Les états-majors PS et écologistes se querellent de belle façon et ça n'avance pas, pour une raison très simple : ils sont d'accord, mais le reconnaître serait pour eux un désastre, face à leurs électorats respectifs.

Ils savent que le risque 0 n'existe pas, et que le nucléaire est la façon la plus dangereuse de faire bouillir de l'eau — la plus dangereuse, au sens de : celle qui, si elle provoque un accident, en provoque un méga-grand.

Ils savent que pourtant, on ne peut pas couper les centrales nucléaires, en tout cas pas toutes…

Ils savent qu'il n'y a pas DES centrales vénéneuses et d'autres comestibles — que le risque, plus ou moins grand, est toujours là.

Ils savent donc que nous, société française très nucléarisée, économie française, décideurs, citoyens, nous devons apprendre à vivre avec ce risque.

Ce qui est exactement l'inverse des slogans creux, "la France championne du monde de l'excellence nucléaire, au secours du Japon" et autres "la France engagée pour sortir du nucléaire, ce serait bientôt un mauvais souvenir".

Un accident nucléaire majeur, ce n'est ni la fin du monde, ni un risque du passé.

Il faut travailler à réduire ce risque, bien sûr, ET AUSSI apprendre à vivre avec. Le chiffrer, le peser, s'y préparer.


Quelle est la probabilité qu'un accident nucléaire majeur ait lieu en France l'année prochaine ?

Pour des événements rares, la façon la plus simple d'évaluer cette probabilité, c'est de compter combien de fois l'événement s'est produit[1].

3 fusions de coeur[2] en 14000 années de fonctionnement de réacteurs nucléaires, cela fait une probabilité de… 1 accident majeur par réacteur tous les 4700 ans, en moyenne mondiale.

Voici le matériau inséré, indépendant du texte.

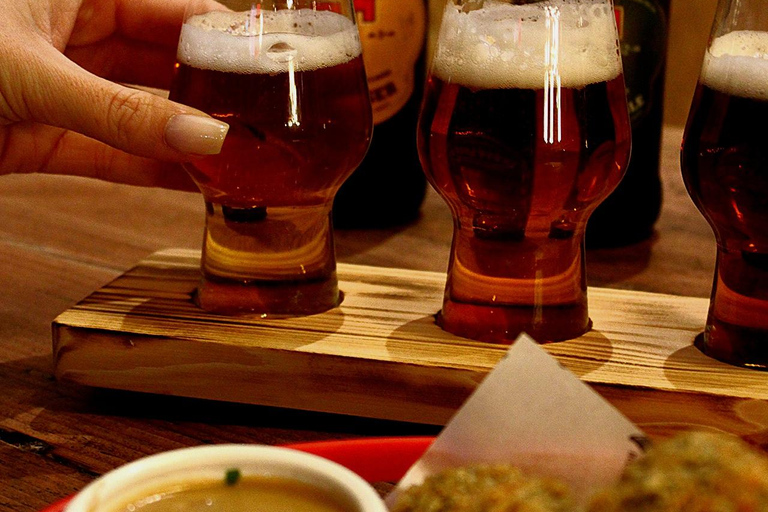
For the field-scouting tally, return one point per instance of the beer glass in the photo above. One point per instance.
(288, 78)
(725, 168)
(524, 131)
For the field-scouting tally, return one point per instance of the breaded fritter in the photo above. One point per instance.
(486, 488)
(692, 472)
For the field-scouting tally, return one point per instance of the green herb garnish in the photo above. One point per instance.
(232, 476)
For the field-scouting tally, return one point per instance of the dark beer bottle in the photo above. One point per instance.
(630, 212)
(387, 189)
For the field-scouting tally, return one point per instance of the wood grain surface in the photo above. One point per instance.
(62, 238)
(379, 355)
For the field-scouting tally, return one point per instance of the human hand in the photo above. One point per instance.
(62, 109)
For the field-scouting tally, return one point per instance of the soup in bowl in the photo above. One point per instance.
(229, 478)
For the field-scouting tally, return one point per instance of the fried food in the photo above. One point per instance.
(692, 472)
(486, 488)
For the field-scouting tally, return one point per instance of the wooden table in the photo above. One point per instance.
(62, 238)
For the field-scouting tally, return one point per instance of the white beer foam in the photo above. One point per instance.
(571, 43)
(737, 64)
(272, 43)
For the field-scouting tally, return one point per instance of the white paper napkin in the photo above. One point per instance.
(533, 413)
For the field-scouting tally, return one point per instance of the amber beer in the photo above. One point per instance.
(295, 97)
(523, 134)
(725, 168)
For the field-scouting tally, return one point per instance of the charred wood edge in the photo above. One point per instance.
(39, 447)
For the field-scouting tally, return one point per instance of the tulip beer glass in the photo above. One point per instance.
(524, 131)
(725, 168)
(288, 77)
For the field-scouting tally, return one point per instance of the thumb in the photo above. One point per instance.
(62, 94)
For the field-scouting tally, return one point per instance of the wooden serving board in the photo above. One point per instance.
(381, 355)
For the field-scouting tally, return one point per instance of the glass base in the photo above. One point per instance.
(268, 299)
(735, 345)
(503, 324)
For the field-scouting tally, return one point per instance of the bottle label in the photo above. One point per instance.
(643, 33)
(392, 34)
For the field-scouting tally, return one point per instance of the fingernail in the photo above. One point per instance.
(197, 135)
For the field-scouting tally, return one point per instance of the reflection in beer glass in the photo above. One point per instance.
(288, 78)
(725, 169)
(524, 131)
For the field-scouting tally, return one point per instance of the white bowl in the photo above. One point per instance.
(212, 461)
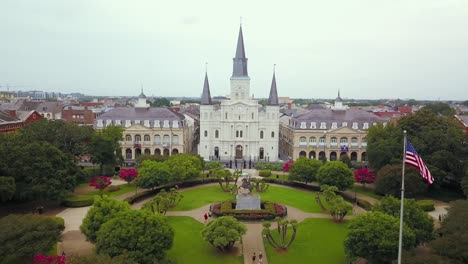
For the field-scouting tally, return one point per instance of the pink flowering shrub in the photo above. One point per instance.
(49, 259)
(287, 165)
(128, 174)
(364, 175)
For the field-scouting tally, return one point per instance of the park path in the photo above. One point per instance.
(73, 240)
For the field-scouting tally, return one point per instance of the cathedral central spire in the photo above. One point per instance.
(240, 61)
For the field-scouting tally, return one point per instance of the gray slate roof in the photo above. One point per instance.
(330, 116)
(206, 95)
(240, 61)
(273, 98)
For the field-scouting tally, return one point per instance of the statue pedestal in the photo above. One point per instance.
(248, 202)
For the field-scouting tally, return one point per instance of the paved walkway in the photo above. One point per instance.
(74, 242)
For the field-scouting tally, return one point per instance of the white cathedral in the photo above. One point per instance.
(239, 128)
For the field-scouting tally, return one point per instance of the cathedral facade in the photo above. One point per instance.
(239, 128)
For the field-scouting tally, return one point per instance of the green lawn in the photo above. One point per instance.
(317, 241)
(198, 197)
(366, 191)
(300, 199)
(189, 247)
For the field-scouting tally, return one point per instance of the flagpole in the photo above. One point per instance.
(400, 238)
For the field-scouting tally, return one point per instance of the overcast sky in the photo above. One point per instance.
(365, 48)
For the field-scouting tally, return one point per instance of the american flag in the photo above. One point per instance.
(412, 158)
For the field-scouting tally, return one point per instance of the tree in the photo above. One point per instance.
(374, 236)
(153, 174)
(24, 236)
(144, 236)
(335, 173)
(164, 201)
(102, 151)
(225, 178)
(287, 165)
(184, 166)
(103, 210)
(7, 188)
(128, 174)
(41, 171)
(453, 233)
(100, 183)
(282, 241)
(101, 259)
(223, 232)
(383, 146)
(415, 218)
(388, 181)
(114, 134)
(304, 169)
(364, 175)
(335, 204)
(346, 160)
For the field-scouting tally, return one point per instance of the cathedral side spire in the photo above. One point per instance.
(273, 98)
(206, 95)
(240, 61)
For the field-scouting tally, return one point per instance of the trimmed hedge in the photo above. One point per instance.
(310, 187)
(184, 184)
(264, 173)
(271, 211)
(426, 205)
(269, 166)
(113, 188)
(78, 201)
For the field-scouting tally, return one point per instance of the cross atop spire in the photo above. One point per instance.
(240, 61)
(273, 98)
(206, 95)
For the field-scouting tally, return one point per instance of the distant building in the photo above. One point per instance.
(463, 122)
(239, 128)
(327, 133)
(149, 130)
(13, 120)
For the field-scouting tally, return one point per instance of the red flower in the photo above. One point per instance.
(364, 175)
(100, 182)
(287, 165)
(128, 174)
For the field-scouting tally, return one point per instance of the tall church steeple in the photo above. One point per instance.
(239, 68)
(206, 95)
(273, 98)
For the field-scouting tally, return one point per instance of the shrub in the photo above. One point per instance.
(364, 204)
(426, 205)
(113, 188)
(78, 201)
(264, 173)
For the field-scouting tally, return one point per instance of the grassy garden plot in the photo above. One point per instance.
(317, 241)
(196, 198)
(189, 246)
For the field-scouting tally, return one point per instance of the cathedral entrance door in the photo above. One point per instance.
(239, 152)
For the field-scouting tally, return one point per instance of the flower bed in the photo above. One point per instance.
(268, 211)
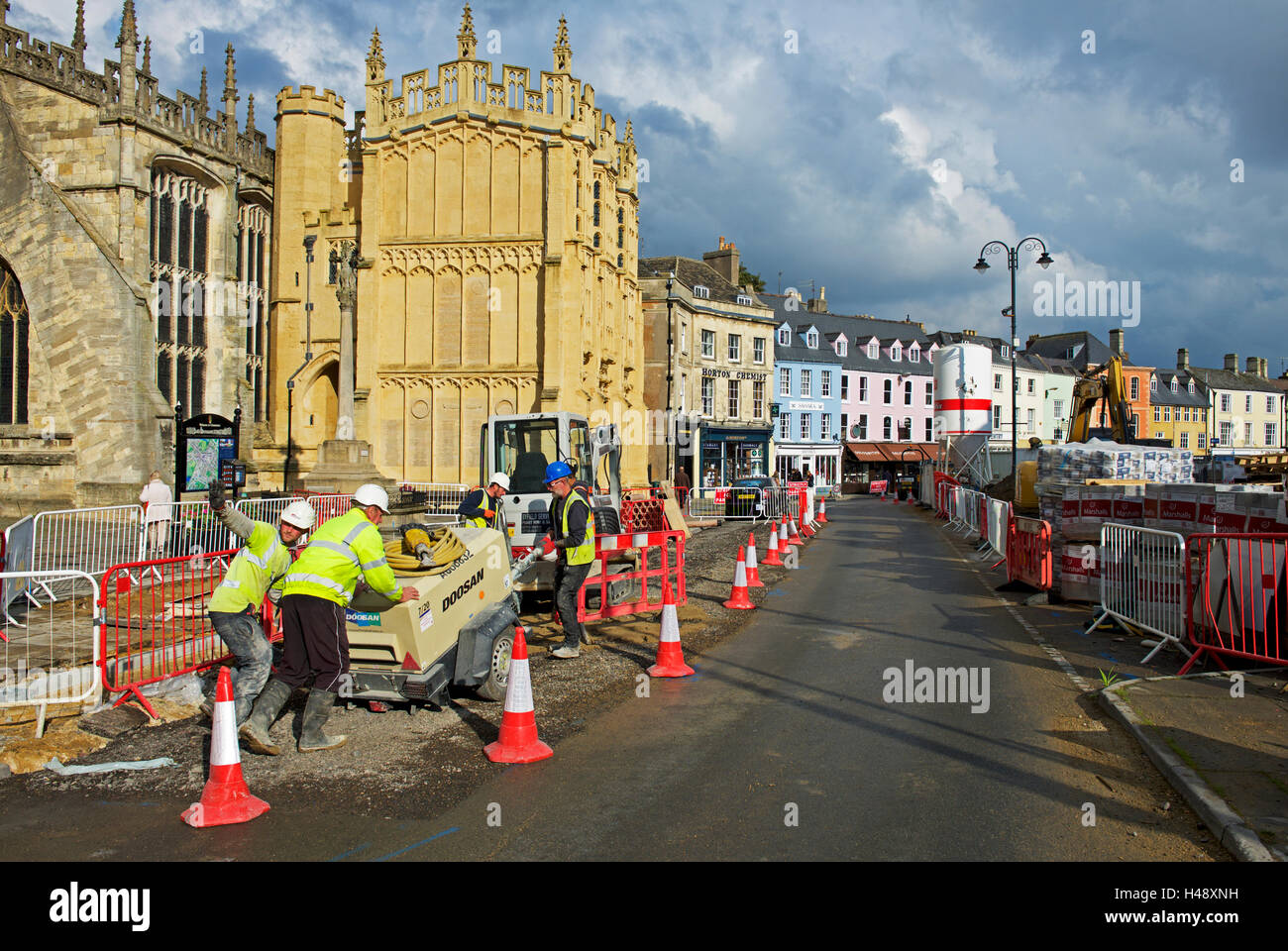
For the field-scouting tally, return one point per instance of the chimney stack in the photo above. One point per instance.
(724, 261)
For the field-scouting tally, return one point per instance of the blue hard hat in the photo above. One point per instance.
(557, 471)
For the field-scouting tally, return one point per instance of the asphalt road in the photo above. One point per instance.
(781, 748)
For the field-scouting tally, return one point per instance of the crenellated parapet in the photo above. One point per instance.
(133, 92)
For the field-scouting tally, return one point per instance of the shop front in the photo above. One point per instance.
(732, 453)
(822, 461)
(870, 462)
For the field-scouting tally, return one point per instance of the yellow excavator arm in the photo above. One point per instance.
(1087, 393)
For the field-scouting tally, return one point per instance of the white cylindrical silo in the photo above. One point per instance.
(964, 402)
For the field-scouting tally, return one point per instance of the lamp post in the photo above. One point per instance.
(670, 360)
(1013, 262)
(309, 240)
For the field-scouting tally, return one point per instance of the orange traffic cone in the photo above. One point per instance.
(670, 655)
(739, 599)
(772, 551)
(752, 571)
(518, 741)
(226, 799)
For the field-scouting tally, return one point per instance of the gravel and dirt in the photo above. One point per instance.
(399, 765)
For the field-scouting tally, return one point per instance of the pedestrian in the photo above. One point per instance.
(682, 484)
(572, 534)
(314, 593)
(158, 500)
(478, 506)
(236, 603)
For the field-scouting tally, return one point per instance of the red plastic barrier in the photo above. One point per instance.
(643, 515)
(159, 629)
(1028, 552)
(1236, 603)
(669, 548)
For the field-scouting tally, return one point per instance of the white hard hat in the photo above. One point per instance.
(300, 514)
(373, 493)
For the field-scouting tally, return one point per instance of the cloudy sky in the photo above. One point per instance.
(872, 149)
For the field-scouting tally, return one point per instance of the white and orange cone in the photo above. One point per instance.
(670, 655)
(772, 549)
(739, 598)
(518, 741)
(752, 571)
(226, 799)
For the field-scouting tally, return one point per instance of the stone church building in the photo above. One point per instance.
(497, 231)
(136, 240)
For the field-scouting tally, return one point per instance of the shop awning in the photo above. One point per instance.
(893, 451)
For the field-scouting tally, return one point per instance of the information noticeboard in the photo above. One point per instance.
(206, 451)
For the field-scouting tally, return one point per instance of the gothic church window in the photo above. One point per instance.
(14, 324)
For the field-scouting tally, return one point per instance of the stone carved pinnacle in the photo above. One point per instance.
(128, 42)
(230, 75)
(376, 55)
(562, 50)
(78, 35)
(465, 39)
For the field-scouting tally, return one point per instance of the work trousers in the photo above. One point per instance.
(253, 656)
(314, 643)
(568, 581)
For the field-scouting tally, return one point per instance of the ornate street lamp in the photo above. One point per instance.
(1013, 262)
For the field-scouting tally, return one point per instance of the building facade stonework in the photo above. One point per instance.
(123, 214)
(497, 224)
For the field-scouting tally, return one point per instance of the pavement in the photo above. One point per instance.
(1220, 740)
(1219, 737)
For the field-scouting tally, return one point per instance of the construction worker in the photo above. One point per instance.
(572, 531)
(477, 508)
(314, 593)
(236, 602)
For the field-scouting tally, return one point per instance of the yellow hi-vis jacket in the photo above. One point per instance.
(261, 562)
(338, 552)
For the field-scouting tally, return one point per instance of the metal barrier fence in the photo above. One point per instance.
(780, 501)
(1142, 581)
(1028, 552)
(159, 629)
(53, 658)
(84, 540)
(644, 581)
(1236, 600)
(333, 505)
(441, 499)
(726, 501)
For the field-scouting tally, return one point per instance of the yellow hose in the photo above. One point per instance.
(445, 549)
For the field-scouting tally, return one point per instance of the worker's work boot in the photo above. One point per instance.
(316, 713)
(268, 703)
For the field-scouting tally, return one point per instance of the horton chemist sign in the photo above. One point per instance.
(205, 448)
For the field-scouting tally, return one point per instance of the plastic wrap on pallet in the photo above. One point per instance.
(1072, 464)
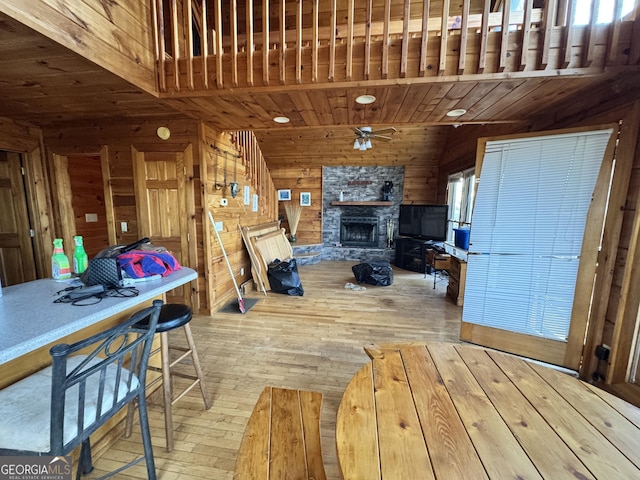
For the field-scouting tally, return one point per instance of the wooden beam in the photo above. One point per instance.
(444, 33)
(204, 44)
(484, 37)
(589, 36)
(251, 48)
(614, 37)
(349, 72)
(634, 55)
(265, 42)
(385, 39)
(504, 33)
(187, 16)
(367, 42)
(548, 27)
(219, 46)
(283, 42)
(176, 44)
(526, 34)
(332, 42)
(405, 38)
(233, 26)
(299, 41)
(425, 36)
(568, 35)
(464, 31)
(158, 14)
(314, 47)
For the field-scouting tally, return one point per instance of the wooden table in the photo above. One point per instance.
(450, 411)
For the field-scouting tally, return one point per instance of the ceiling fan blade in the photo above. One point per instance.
(384, 131)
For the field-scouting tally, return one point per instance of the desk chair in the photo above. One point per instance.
(173, 316)
(56, 409)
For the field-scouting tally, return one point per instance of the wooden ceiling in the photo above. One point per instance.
(44, 84)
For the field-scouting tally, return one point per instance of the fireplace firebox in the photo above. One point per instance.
(359, 231)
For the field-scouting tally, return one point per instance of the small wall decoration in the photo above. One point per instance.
(284, 195)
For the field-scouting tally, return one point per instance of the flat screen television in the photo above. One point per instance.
(425, 222)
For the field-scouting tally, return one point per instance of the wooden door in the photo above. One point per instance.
(17, 261)
(500, 334)
(162, 206)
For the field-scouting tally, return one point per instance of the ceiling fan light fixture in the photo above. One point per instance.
(365, 99)
(456, 113)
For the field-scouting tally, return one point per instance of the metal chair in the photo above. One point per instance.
(173, 316)
(56, 409)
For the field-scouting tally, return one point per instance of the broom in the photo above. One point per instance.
(293, 217)
(224, 254)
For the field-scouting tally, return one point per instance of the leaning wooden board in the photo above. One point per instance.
(269, 247)
(257, 269)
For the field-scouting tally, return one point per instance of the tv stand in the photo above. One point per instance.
(411, 253)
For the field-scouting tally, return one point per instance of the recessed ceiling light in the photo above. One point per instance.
(163, 132)
(456, 113)
(365, 99)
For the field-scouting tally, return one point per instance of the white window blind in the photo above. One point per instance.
(527, 229)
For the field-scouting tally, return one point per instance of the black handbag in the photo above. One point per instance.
(104, 269)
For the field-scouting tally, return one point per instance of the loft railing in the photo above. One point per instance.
(209, 44)
(256, 171)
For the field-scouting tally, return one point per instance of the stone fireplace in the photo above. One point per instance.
(357, 192)
(359, 231)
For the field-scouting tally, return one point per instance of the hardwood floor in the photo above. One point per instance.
(313, 342)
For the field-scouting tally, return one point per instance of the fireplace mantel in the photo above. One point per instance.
(376, 204)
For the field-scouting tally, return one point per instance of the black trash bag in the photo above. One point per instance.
(283, 277)
(377, 272)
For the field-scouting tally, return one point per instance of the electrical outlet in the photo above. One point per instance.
(602, 352)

Appliqué à la France et à ses 58 réacteurs, ça donne : 1 accident majeur tous les 81 ans quelque part en France. Ou encore, 1,2% de "chances" qu'il y en ait un en 2012 ; 6% de "chances" sur la durée de la législature.

Je crois que les réacteurs français actuels sont plus sûrs que beaucoup d'autres, grâce à leur conception commune, qui a permis une meilleure capitalisation d'expérience (en comparaison du cas américain, où dans les années 80, chaque centrale était conçue à sa façon par un constructeur ou consortium différent).

Comment chiffrer ce "plus sûr" ? Le nombre de fusions du coeur constaté en France — zéro jusqu'ici — est parfaitement compatible avec une probabilité annuelle de 1,2%. Peut-être les centrales françaises sont-elles, allez, deux fois plus sûres ? Ce serait une différence de qualité tout à fait remarquable, sur un secteur industriel assez concurrentiel à l'échelle mondiale. La probabilité d'accident majeur serait alors de 0,6% par an, ou 3% sur une législature.

Ce raisonnement ne s'applique cependant pas à l'EPR de Flamanville, "tête de série" d'une "nouvelle génération", en tout cas par sa dimension, très supérieure à celle des centrales existantes… et à celle des centrales demandées sur le marché international.

Dans le cas de l'EPR, la logique demande d'anticiper, pour la centrale tête de série, une probabilité d'accident supérieure à la moyenne mondiale.

Combien ?

Et si ce risque se produit (à Flamanville ou ailleurs), quel coût anticiper ? De l'ordre de 2 milliards comme pour Three Miles Island ? De 50, comme pour Fukushima ? De 500, comme pour Tchernobyl ?

Voilà un sujet de négociations entre le PS et les Verts, s'ils veulent parler du nucléaire, et pas seulement montrer pavillon rose ou vert à leur électorat.

Et très concrètement : s'ils s'entendent sur 1% toutes centrales confondues, et 100 milliards, comment provisionner le milliard par an d'assurance ? Auprès de qui ? En en faisant quoi ?

Tiens, c'est peut-être plus facile de sortir les pavillons roses et verts ;-)

Notes

[1] Si l'événement est un peu moins rare, ou si on veut le probabiliser sur une plus longue période, voir le calcul d'Etienne Ghys.

[2] Comptons généreusement Fukushima pour un seul événement, même si 3 réacteurs ont fondu.